Sentiment Analysis is a growing field in the world of BI and Data Science. With social media serving up millions of data points by way of comments, tweets, and status updates, it's becoming increasingly important to be able to take all that subjective text and turn it into quantitative data that can be integrated with other metrics. That is essentially what Sentiment Analysis is - a term that describes the exercise of quantifying subjective text by analyzing certain keywords deemed to be either positively or negatively charged.
How Sentiment Analysis Works
In its simplest form, a Sentiment Analysis algorithm can be nothing more than determining if a text string has more positive keywords than negative keywords. Text with more positive words is classified as positive content, while text with more negative keywords it gets classified as negative content. Some Sentiment Analysis algorithms go far beyond the simple keyword-based methodology, delving into idioms, colloquialisms, language patterns, sentiment shifter words, and the list goes on.
Regardless of complexity, all Sentiment Analysis tools apply some sort of scoring system to findings.
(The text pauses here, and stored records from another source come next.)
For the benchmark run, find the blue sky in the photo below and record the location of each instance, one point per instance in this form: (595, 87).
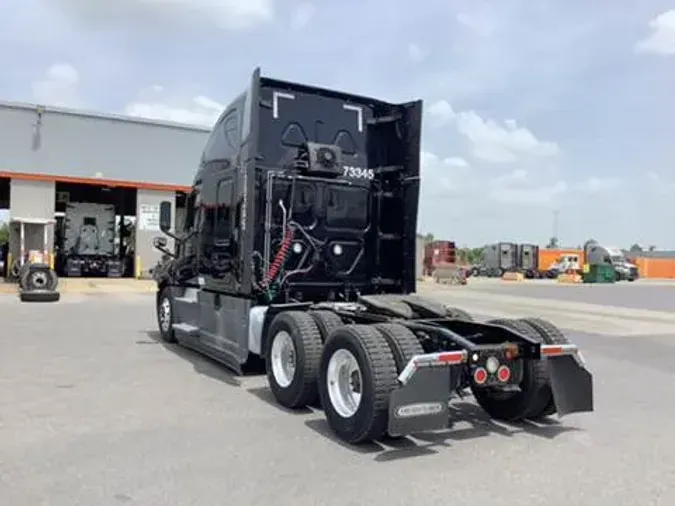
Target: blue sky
(531, 108)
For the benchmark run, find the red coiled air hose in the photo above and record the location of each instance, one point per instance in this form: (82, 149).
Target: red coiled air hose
(279, 258)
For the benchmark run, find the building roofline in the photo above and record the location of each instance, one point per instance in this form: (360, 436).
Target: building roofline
(113, 183)
(26, 106)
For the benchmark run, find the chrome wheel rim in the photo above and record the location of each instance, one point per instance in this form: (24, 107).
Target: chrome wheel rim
(165, 315)
(283, 359)
(345, 382)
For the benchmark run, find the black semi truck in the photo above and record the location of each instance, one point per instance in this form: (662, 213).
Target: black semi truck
(298, 247)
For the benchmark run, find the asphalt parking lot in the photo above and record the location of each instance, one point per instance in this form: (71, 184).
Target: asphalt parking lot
(642, 294)
(95, 411)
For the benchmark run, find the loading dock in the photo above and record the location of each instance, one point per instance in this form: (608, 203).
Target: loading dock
(51, 158)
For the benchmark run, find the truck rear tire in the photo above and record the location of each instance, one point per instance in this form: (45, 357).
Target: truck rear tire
(534, 393)
(356, 377)
(458, 314)
(165, 318)
(292, 357)
(550, 334)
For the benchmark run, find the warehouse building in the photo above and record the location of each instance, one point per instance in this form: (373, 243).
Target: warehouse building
(50, 157)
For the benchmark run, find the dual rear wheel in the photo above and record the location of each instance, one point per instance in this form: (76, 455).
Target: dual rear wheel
(352, 369)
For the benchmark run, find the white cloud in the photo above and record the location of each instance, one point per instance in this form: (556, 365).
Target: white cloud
(58, 87)
(662, 39)
(495, 143)
(480, 23)
(456, 162)
(519, 188)
(595, 185)
(224, 14)
(416, 53)
(302, 14)
(441, 113)
(442, 177)
(154, 103)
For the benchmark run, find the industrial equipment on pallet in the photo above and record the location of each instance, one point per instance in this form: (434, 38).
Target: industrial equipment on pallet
(89, 241)
(298, 246)
(33, 267)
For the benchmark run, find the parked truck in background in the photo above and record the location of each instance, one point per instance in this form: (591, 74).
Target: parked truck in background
(624, 269)
(499, 258)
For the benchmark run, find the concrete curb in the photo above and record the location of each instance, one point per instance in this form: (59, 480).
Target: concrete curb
(94, 286)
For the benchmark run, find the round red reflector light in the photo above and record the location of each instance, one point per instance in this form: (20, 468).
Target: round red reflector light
(504, 373)
(480, 375)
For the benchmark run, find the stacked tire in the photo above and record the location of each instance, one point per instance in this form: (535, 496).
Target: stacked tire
(38, 283)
A typical scoring system looks something like this:
- (+2) very positive
- (+1) somewhat positive
- (0) neutral
- (-1) somewhat negative
- (-2) very negative
If a given comment or tweet is evaluated and considered to be very positive in sentiment, then that text string will be given a +2. For a text string that is considered neutral, a 0 would be applied. The idea being that if 5,000 comments or tweets are classified, a picture would start forming about the general attitude about a particular topic.
You can do a search for "on-line sentiment analysis" and you'll get a dozen websites that let you test drive their model. Most are trying to sell their wares (like I said, it's becoming big business). But one educational site will let you play around with their Text2Sentiment API for free and without an API key. If you're interested, go to www.datasciencetoolkit.org and scroll down to their Text to Sentiment tool.
An Excel-Based Sentiment Analysis Tool
After playing around with this for a while, I decided to try and roll my own Sentiment Analysis tool with Excel and VBA.
You can download it here and take a look as you follow along.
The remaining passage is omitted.